The philosophy behind the change is to allow users to do more with less kit – and without adding to the cost. "You can measure pulse-repetition frequency directly with a photodiode, but you won't be able to obtain the beam profile or the beam power," Peterman noted. "That kind of additional analysis would need more equipment and more time spent testing. So one instrument simultaneously measuring these parameters alongside the pulse-repetition frequency can save customers time and money."

Repetition rate is especially important in materials processing, where the laser is scanned across a surface and overlapping pulses are used to scribe a line or cut through a sample.
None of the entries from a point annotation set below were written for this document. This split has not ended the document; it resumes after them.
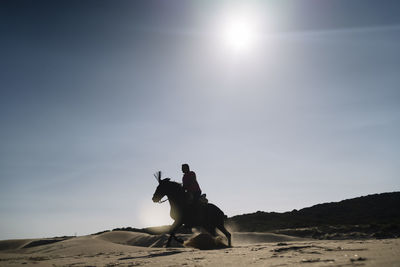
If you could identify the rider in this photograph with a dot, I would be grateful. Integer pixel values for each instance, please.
(190, 184)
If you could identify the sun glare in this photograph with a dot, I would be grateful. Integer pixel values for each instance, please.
(240, 34)
(240, 28)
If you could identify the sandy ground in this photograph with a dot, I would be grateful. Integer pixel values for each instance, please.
(256, 249)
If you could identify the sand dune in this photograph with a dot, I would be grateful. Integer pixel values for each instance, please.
(140, 249)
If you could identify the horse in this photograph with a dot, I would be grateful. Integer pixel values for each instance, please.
(208, 216)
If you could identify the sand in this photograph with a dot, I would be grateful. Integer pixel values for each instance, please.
(139, 249)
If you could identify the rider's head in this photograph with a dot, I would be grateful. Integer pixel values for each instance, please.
(185, 168)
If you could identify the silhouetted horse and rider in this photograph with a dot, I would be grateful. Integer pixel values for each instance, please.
(186, 207)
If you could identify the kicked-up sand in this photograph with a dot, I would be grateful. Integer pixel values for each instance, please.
(120, 248)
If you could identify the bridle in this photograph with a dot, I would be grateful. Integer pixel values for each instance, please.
(162, 201)
(157, 175)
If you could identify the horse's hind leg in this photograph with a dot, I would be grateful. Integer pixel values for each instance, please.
(172, 231)
(226, 233)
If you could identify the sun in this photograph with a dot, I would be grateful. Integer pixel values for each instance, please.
(240, 29)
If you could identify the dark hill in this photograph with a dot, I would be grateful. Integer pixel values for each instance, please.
(378, 214)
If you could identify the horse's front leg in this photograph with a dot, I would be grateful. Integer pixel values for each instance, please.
(174, 227)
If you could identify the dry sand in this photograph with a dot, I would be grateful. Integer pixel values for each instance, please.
(139, 249)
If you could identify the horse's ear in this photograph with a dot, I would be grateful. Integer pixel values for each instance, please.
(158, 176)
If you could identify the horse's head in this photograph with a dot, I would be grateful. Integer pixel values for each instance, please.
(162, 188)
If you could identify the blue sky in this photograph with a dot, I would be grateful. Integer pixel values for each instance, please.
(96, 96)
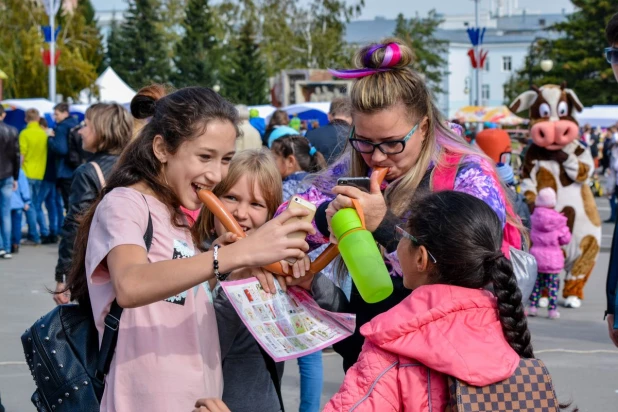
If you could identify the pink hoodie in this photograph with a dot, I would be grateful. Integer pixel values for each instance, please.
(438, 331)
(549, 232)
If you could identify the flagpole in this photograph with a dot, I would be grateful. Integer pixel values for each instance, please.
(52, 50)
(477, 86)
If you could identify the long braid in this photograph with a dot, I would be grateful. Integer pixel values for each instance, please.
(510, 307)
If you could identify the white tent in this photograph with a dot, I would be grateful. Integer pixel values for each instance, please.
(264, 110)
(42, 105)
(111, 89)
(598, 116)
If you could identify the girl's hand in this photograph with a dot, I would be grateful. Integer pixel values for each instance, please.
(270, 243)
(226, 239)
(210, 405)
(299, 268)
(373, 204)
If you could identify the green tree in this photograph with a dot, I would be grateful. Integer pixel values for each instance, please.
(295, 35)
(420, 34)
(20, 53)
(144, 58)
(114, 45)
(245, 80)
(172, 17)
(576, 48)
(196, 55)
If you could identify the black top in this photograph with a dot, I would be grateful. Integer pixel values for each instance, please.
(330, 140)
(84, 190)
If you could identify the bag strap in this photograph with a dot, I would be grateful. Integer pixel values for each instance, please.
(112, 320)
(444, 173)
(274, 376)
(100, 175)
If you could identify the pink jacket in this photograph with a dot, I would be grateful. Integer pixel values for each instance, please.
(438, 331)
(549, 232)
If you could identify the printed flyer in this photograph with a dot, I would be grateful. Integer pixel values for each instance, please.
(287, 325)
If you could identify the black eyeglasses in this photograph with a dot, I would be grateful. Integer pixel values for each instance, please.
(401, 233)
(387, 147)
(611, 55)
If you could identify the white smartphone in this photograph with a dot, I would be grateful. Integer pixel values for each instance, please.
(297, 202)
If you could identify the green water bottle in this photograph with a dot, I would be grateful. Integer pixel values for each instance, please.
(362, 256)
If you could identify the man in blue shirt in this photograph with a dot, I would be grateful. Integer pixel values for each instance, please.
(59, 146)
(611, 53)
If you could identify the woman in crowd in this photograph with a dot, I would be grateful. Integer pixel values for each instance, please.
(396, 125)
(107, 130)
(168, 351)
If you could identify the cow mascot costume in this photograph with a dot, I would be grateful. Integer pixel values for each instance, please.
(558, 160)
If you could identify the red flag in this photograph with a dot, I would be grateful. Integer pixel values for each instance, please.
(472, 58)
(47, 57)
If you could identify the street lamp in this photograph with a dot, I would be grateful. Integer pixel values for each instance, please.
(546, 64)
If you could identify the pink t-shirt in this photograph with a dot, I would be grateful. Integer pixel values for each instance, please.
(168, 352)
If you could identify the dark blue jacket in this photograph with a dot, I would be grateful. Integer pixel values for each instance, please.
(59, 145)
(612, 280)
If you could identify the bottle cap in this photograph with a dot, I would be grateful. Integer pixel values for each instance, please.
(345, 220)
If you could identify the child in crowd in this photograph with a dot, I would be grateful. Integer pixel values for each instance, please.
(168, 352)
(296, 158)
(549, 233)
(20, 202)
(505, 172)
(449, 250)
(251, 193)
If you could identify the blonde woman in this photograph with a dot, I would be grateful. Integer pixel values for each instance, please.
(396, 125)
(108, 129)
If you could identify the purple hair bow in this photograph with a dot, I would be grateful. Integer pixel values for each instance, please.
(392, 56)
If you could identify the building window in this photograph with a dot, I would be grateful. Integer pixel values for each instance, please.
(507, 63)
(485, 92)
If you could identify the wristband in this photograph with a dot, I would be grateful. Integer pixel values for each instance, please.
(215, 264)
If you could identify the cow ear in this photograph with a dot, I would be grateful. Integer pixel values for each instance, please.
(524, 101)
(574, 100)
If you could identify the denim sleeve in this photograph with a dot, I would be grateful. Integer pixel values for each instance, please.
(612, 279)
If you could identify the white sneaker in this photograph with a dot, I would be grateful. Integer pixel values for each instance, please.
(572, 302)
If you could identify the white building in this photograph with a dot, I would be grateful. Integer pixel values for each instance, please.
(510, 32)
(507, 39)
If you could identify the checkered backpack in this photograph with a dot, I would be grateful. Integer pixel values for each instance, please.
(530, 389)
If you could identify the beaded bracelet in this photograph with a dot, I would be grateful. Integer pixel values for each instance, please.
(215, 264)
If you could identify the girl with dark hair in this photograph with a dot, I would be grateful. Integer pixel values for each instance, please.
(397, 126)
(449, 250)
(168, 352)
(296, 158)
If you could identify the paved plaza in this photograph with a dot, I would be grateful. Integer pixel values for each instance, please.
(576, 348)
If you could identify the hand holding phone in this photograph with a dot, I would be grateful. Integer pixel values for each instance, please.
(297, 202)
(361, 183)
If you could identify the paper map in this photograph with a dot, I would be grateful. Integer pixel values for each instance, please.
(287, 325)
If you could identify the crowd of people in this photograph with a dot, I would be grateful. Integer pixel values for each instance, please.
(121, 190)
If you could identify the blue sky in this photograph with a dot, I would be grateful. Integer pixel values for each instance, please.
(390, 8)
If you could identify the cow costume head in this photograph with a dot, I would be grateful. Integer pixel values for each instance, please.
(552, 115)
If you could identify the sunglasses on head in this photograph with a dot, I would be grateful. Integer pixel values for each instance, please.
(401, 233)
(611, 55)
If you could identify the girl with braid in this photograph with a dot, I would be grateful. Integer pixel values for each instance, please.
(450, 325)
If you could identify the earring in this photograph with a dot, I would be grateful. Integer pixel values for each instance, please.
(165, 174)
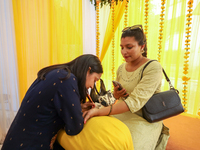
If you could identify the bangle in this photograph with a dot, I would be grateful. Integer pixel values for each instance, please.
(110, 110)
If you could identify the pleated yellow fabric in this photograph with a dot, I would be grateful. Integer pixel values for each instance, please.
(119, 10)
(99, 133)
(173, 46)
(47, 32)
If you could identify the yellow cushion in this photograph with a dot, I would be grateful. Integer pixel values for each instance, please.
(99, 133)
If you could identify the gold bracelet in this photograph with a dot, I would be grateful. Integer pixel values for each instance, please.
(110, 110)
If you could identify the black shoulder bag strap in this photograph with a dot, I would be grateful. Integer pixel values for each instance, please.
(166, 77)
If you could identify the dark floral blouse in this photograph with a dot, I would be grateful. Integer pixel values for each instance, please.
(48, 106)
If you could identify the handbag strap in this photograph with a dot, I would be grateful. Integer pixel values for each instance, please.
(166, 77)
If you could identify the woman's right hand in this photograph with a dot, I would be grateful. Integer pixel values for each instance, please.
(119, 93)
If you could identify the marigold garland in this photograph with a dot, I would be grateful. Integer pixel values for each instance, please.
(125, 18)
(113, 38)
(162, 15)
(146, 12)
(186, 56)
(97, 29)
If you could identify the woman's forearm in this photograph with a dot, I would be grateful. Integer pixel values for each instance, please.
(116, 109)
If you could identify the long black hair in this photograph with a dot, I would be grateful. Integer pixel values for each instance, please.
(79, 67)
(139, 35)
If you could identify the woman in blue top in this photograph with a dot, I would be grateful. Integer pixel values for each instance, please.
(55, 100)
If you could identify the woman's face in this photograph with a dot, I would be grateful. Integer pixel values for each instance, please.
(130, 49)
(91, 78)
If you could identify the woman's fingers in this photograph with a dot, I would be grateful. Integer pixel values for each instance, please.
(89, 114)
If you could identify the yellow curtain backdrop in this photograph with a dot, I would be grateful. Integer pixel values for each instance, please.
(47, 32)
(173, 45)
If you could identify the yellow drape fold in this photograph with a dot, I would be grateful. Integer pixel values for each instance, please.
(119, 11)
(47, 32)
(173, 45)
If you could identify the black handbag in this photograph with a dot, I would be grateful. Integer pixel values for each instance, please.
(162, 105)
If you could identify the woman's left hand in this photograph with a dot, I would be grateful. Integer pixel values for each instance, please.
(90, 113)
(86, 106)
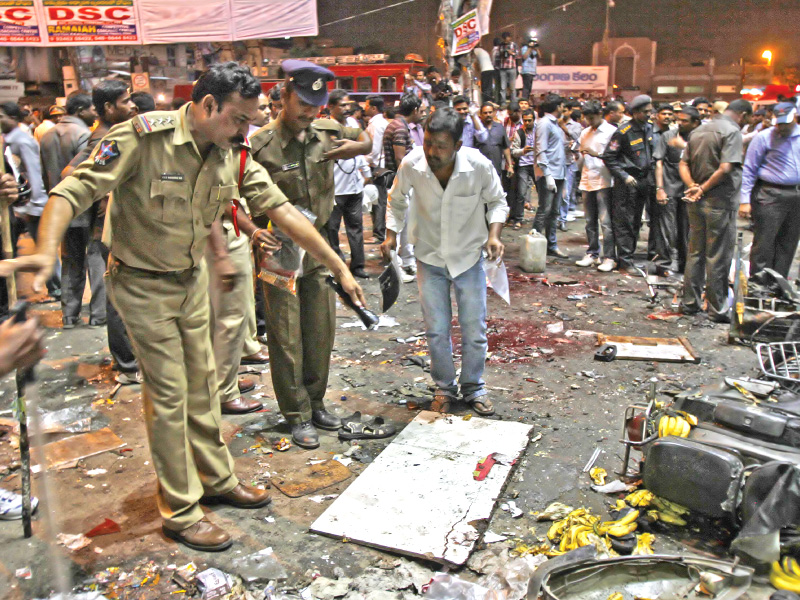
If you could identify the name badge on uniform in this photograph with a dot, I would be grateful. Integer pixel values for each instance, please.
(172, 177)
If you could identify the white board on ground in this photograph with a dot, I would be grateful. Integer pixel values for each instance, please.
(419, 496)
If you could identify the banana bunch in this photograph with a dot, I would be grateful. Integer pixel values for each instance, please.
(619, 528)
(640, 498)
(677, 426)
(785, 574)
(644, 544)
(598, 475)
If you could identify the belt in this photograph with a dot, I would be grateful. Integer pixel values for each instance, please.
(793, 187)
(119, 263)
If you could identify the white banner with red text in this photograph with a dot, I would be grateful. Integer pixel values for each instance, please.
(104, 22)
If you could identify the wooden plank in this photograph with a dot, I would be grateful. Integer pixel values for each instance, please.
(80, 446)
(419, 497)
(308, 480)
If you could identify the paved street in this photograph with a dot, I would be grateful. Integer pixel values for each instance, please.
(545, 379)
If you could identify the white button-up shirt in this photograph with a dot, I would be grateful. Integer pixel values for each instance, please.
(448, 227)
(375, 128)
(595, 175)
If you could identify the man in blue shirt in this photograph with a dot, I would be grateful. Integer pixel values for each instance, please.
(771, 192)
(551, 158)
(474, 131)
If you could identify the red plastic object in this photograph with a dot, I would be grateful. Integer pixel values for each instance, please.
(483, 467)
(106, 527)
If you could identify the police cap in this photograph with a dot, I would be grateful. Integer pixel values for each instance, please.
(691, 111)
(639, 102)
(310, 81)
(785, 112)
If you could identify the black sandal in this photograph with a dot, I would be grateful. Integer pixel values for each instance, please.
(353, 428)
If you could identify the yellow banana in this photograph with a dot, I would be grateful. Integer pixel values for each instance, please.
(644, 544)
(782, 580)
(791, 567)
(598, 475)
(640, 498)
(621, 530)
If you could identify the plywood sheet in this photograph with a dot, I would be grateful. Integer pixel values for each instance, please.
(419, 497)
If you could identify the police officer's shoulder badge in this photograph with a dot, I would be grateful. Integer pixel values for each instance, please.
(107, 153)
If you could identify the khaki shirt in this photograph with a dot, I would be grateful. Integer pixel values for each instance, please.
(298, 168)
(165, 195)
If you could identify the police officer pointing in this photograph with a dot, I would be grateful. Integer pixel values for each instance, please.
(172, 173)
(299, 154)
(629, 157)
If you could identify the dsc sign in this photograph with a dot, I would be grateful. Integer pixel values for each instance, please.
(466, 33)
(89, 13)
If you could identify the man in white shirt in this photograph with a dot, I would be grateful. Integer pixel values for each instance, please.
(376, 126)
(459, 209)
(596, 183)
(349, 175)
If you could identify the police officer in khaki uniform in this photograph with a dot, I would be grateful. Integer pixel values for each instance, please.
(299, 154)
(172, 173)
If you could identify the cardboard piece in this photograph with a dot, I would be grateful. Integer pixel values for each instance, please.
(76, 447)
(419, 497)
(650, 349)
(308, 480)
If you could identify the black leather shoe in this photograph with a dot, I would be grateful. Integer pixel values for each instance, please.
(325, 420)
(558, 253)
(305, 436)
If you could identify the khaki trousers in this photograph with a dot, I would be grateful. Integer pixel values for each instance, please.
(167, 318)
(231, 313)
(300, 332)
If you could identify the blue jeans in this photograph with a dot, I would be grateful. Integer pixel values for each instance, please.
(437, 310)
(568, 201)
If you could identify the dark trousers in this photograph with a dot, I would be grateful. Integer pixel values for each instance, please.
(118, 342)
(379, 214)
(681, 232)
(547, 212)
(261, 309)
(626, 215)
(348, 206)
(81, 253)
(54, 283)
(515, 202)
(488, 85)
(527, 82)
(663, 231)
(712, 238)
(776, 228)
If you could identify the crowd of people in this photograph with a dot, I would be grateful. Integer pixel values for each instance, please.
(170, 214)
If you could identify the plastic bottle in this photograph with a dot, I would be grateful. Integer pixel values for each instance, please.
(533, 255)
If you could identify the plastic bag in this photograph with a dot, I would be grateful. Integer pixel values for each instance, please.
(282, 268)
(369, 198)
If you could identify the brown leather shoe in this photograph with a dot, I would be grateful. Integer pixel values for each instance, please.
(203, 536)
(240, 406)
(242, 496)
(259, 358)
(246, 385)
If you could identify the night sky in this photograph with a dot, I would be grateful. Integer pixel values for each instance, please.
(685, 30)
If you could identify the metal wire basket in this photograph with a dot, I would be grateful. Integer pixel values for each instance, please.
(781, 361)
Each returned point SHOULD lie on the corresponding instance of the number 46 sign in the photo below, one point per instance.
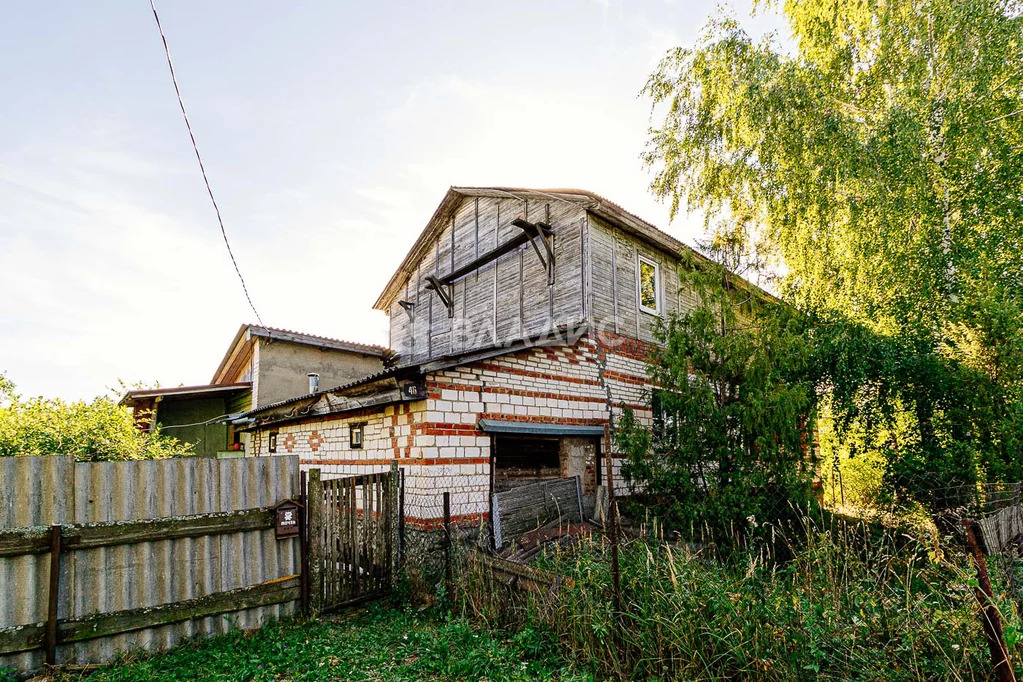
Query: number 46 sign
(286, 518)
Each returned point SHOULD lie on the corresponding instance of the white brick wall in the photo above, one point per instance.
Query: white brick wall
(436, 441)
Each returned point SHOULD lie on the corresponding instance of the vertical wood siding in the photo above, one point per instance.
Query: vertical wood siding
(503, 300)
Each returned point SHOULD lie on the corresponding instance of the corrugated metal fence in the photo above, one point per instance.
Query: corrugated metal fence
(44, 491)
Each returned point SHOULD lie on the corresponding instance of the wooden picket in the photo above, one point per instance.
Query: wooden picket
(351, 548)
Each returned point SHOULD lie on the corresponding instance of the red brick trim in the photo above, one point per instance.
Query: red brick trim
(536, 375)
(434, 461)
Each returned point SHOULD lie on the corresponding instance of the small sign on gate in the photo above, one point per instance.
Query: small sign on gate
(286, 518)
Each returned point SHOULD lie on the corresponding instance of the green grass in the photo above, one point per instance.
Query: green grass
(377, 643)
(845, 606)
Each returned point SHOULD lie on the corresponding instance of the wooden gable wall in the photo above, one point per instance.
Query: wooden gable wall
(613, 273)
(501, 301)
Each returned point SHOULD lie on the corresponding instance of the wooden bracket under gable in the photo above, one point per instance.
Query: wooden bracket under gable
(442, 291)
(408, 307)
(539, 232)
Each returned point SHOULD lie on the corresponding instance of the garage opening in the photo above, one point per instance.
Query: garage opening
(520, 460)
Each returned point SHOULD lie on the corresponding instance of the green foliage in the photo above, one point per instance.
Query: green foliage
(732, 412)
(376, 644)
(853, 603)
(99, 429)
(882, 163)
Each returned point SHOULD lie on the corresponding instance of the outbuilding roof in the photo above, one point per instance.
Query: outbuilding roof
(206, 390)
(247, 332)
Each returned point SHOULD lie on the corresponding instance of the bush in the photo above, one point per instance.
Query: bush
(99, 429)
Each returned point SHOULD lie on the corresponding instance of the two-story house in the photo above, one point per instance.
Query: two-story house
(520, 320)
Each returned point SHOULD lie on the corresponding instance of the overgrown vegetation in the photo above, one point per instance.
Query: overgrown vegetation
(734, 409)
(851, 604)
(99, 429)
(879, 163)
(380, 643)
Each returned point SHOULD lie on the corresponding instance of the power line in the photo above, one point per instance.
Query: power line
(209, 189)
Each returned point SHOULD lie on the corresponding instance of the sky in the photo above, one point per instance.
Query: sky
(330, 132)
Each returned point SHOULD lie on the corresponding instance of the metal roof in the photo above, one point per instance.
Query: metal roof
(246, 331)
(537, 428)
(186, 392)
(344, 387)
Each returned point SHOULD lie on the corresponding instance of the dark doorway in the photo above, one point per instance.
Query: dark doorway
(520, 460)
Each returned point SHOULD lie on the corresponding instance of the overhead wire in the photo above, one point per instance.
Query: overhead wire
(202, 167)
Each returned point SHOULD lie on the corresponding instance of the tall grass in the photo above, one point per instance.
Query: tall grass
(844, 605)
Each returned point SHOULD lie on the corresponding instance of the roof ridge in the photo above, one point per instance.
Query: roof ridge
(268, 328)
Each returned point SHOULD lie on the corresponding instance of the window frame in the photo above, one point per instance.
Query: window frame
(359, 428)
(640, 260)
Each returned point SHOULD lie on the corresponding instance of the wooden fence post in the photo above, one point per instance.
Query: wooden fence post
(990, 619)
(315, 545)
(53, 595)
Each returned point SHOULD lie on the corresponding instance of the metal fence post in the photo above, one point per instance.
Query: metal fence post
(53, 595)
(393, 524)
(315, 545)
(304, 543)
(989, 616)
(447, 544)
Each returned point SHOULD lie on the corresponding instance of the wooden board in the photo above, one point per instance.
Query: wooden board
(527, 507)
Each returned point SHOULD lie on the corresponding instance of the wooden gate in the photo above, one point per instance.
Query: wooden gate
(352, 538)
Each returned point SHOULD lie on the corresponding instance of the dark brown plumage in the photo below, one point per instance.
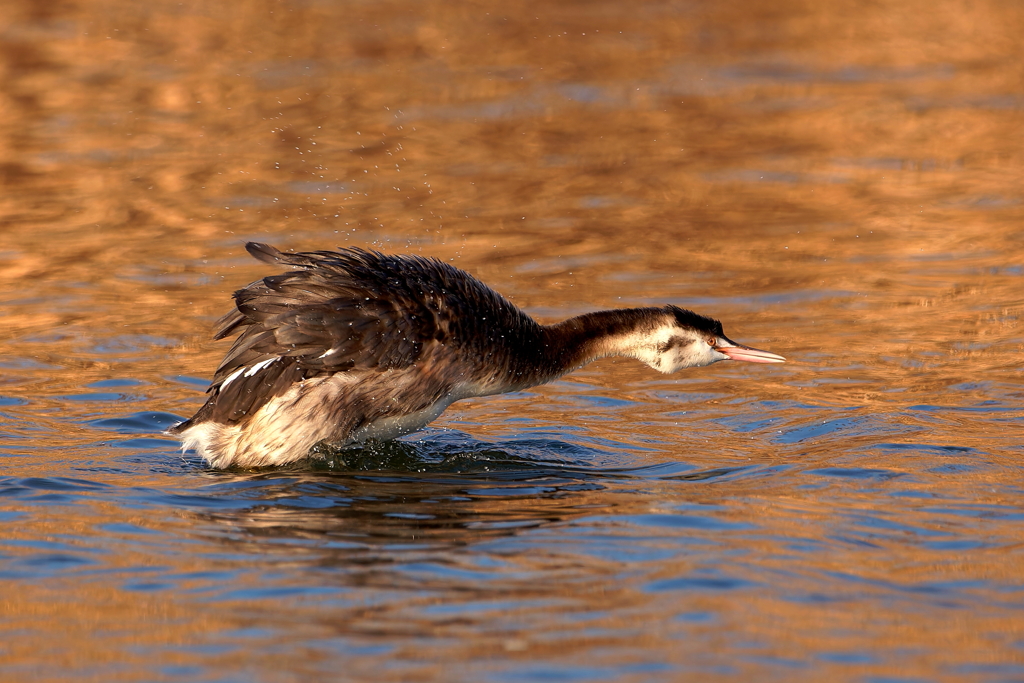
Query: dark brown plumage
(353, 344)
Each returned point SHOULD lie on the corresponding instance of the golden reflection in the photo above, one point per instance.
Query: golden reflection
(840, 182)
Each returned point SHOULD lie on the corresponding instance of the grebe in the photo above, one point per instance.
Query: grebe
(352, 344)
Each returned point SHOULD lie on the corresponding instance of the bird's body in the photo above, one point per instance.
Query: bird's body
(353, 344)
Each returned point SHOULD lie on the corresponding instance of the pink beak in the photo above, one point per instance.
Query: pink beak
(739, 352)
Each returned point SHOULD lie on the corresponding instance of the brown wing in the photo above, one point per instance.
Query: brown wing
(337, 311)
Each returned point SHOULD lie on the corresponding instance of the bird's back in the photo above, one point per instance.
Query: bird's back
(397, 333)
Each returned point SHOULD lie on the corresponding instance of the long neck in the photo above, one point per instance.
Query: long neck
(573, 343)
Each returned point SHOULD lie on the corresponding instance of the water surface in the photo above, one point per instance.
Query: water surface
(838, 182)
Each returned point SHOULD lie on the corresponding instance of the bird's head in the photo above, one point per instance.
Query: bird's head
(681, 338)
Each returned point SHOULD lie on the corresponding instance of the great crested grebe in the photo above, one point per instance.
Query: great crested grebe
(352, 344)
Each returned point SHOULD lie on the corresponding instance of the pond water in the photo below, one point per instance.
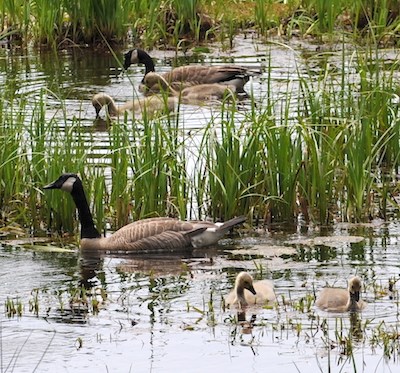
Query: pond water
(165, 314)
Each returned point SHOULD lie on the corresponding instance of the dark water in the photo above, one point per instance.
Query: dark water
(166, 314)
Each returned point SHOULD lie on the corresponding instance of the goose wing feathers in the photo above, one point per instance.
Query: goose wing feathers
(189, 76)
(168, 241)
(153, 235)
(206, 74)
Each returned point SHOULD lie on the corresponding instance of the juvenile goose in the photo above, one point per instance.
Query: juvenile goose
(341, 300)
(184, 76)
(149, 105)
(248, 292)
(144, 236)
(193, 94)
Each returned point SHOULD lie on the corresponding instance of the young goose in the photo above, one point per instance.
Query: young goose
(184, 76)
(149, 105)
(193, 94)
(248, 292)
(341, 300)
(151, 235)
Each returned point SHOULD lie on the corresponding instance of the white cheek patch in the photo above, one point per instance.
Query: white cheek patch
(68, 184)
(134, 57)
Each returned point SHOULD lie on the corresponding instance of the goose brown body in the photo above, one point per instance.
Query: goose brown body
(153, 235)
(248, 292)
(149, 105)
(187, 76)
(333, 299)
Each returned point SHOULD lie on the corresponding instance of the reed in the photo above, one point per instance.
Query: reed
(178, 23)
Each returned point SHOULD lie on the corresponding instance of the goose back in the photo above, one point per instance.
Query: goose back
(151, 235)
(187, 76)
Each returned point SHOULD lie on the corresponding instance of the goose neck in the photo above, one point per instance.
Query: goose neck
(88, 230)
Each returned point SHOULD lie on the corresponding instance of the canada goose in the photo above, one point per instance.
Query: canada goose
(193, 94)
(144, 236)
(248, 292)
(149, 105)
(184, 76)
(341, 300)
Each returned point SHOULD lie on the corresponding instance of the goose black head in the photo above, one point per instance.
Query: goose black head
(138, 56)
(128, 58)
(64, 182)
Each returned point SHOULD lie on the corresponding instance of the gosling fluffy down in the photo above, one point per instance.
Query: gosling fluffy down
(333, 299)
(151, 105)
(196, 94)
(246, 292)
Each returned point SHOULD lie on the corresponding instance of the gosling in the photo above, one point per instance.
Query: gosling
(246, 292)
(342, 300)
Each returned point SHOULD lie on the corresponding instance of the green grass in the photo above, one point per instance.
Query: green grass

If the laser is not pulsing at the rate intended, the scribe line will have breaks in it, the cut will be jagged and require rework, or the process will simply be inefficient.

Peterman explained: "We saw one application where NanoScan analysed a laser being evaluated for a major OEM application, and found it was pulsing at one-fifth of the repetition rate that the laser manufacturer claimed – a long way outside the design specifications. In talking with the laser manufacturer, they were clearly unaware of this discrepancy."

Photon Inc offers the pulsed measurement option as standard with each product in its NanoScan range. This includes models with a silicon detector for operation at 350–1000 nm, those using a germanium detector for 700–1800 nm wavelengths, and the NanoScan with a pyroelectric detector for 190 nm to 20 µm wavelengths. Beam powers of up to 1 kW can be handled for certain wavelengths.

In addition, courtesy of a scanning-slit technique, NanoScan is claimed to accurately measure CW beams as small as 4 µm and as large as 20 mm.